Quizás el título de la entrada sugiera pensar en experiencias gratificantes que nos reconcilian con nuestra visión del mundo, nada más lejano. Lleva este nombre porque cada una de estas memorias es un emblema de las ideas que reivindico a través de este blog.
La imagen en cuestión es el recuerdo de una mujer a quien hace ya varios años condenaron a morir decapitada. Sería fácil encontrar rastros de esta noticia en los archivos de prensa; pero no me interesa. 
No quiero alimentar este monstruo. La evocación es vaga, aunque real. Lo que me sacó de la cama fue la visión desolada de la mujer que aparece sentada a la orilla de una carretera rural; mientras un técnico antiexplosivos lucha por desactivar un collar bomba que lleva en el cuello. Hasta donde alcanzan mis recuerdos murieron ambos.
Las disciplinas de las ciencias humanas o de la mente tienen múltiples explicaciones para las conductas de los agresores que cometen delitos de esta naturaleza. Conozco algunas. Tampoco me interesa exponerlas acá. 
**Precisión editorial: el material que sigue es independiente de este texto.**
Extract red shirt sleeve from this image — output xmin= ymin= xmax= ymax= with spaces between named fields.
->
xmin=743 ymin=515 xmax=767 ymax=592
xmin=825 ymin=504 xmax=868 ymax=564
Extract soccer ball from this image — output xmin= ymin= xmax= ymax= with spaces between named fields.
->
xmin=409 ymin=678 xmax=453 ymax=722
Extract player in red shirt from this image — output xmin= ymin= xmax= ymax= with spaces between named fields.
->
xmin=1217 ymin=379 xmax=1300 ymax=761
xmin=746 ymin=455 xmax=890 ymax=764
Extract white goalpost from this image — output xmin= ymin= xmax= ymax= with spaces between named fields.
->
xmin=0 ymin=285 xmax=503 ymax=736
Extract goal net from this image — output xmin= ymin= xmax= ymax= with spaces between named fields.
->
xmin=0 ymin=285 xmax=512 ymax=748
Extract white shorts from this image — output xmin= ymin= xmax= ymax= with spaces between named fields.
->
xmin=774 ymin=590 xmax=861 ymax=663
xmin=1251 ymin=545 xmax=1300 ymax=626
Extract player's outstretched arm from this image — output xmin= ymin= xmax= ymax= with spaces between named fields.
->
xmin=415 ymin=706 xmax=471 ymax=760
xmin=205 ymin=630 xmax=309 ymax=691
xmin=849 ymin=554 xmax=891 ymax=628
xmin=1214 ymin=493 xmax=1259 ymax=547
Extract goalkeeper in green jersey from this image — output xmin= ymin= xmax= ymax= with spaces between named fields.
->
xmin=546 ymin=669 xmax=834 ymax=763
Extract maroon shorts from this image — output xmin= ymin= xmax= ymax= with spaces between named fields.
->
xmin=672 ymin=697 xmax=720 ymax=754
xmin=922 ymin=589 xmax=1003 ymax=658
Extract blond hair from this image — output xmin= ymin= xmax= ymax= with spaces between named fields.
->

En esta entrada, que no debería siquiera aparecer en el blog, al menos no de esta forma, sólo quiero decir que estoy harta de tragarme tanta mierda: crímenes, violencia, corrupción, pobreza (no acostumbro usar términos como éste en mis escritos; pero sin duda es el más adecuado porque se siente bien expresarlo de este modo).
Estas reminiscencias no me asaltan todas las noches, no necesitan hacerlo. Cada día se suman nuevas atrocidades a la galería, cual más crueles y lacerantes. En ocasiones he intentado huir de las historias violentas que se imponen y cobran forma a través de mi escritura; sin embargo, el propósito sigue firme y cada vez más fuerte. 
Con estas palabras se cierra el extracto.